Disse Tosen. “Sono stato d’aiuto, Kira Izuru?”
“Non so ancora.” Disse Kira. “Ma
grazie.”
Hisagi aprì la porta e Kira si voltò per uscire, ma si
fermò. “Si è sbagliato, Tosen-san.”
“Su cosa?” chiese Tosen.
“Sul Capitano Ichimaru e Matsumoto-san. Non conta solo il
fatto che Matsumoto-san sia cresciuta avendo bisogno di lui. Fosse stato solo
quello, il Capitano non sarebbe rimasto con lei.” Disse Kira. “E si è anche
sbagliato sproposito della via della giustizia, Tosen-san. Usare la spada per
servire una causa non significa usarla per la giustizia. Solo perché la strada
che viene percorsa è quella meno bagnata di sangue, non significa avere la
giustizia accanto. A volte c’è bisogno di spargere molto sangue per proteggere
ciò che è giusto e la cosa più giusta al mondo a cui posso pensare è il libero
arbitrio. Tutti lo abbiamo e tutti dovremmo averlo ma spesso ciò risulta in
caos. Ma questo non significa comunque che dovremmo tutti essere schiavi di un
uomo.” E con ciò lasciò la stanza. Non
gli interessava molto l’opinione di Tosen sull’argomento. Dopo tutto, Tosen
Kaname era un uomo le cui parole raramente riflettevano le sue azioni.
Hisagi chiuse la porta e si voltò verso Kira con
un’espressione di grave preoccupazione dipinta in faccia. “Stai attento, Kira.”

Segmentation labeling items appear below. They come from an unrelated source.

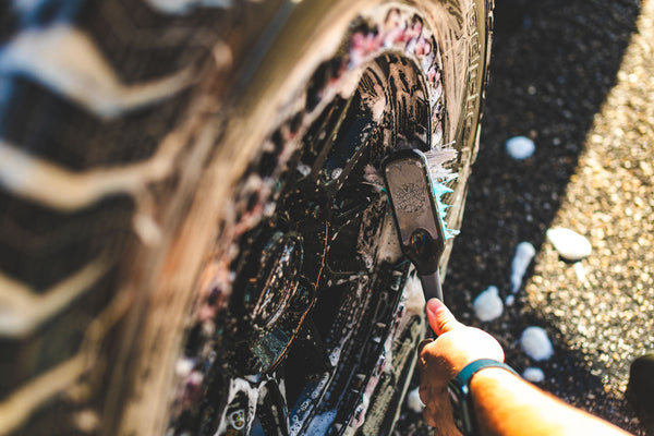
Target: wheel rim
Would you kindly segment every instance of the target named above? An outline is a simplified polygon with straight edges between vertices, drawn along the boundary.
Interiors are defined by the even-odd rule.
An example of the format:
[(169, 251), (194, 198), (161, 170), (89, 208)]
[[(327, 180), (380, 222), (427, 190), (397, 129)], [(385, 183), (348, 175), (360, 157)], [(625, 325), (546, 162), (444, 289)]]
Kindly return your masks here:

“Che… che vuoi dire Hisagi-san?”
“Hai ricominciato a chiamarlo Capitano.”
NDT. Tosen non è un personaggio che mi piace molto, e a
quanto pare nemmeno all’autrice della fic. (Hisagi lo sopporto ancora meno ma
vabbe) Comunque nella traduzione ho deciso che Kira avrebbe dato del lei a
Tosen, non per rispetto ma perché Kira che da del tu a un ex capitano, anche se
un traditore, proprio non lo immagino. Invece qui Hisagi da del tu a Tosen
proprio perché ha perso ogni rispetto per lui e soprattutto perché in questo
momento della storia è pieno di rabbia.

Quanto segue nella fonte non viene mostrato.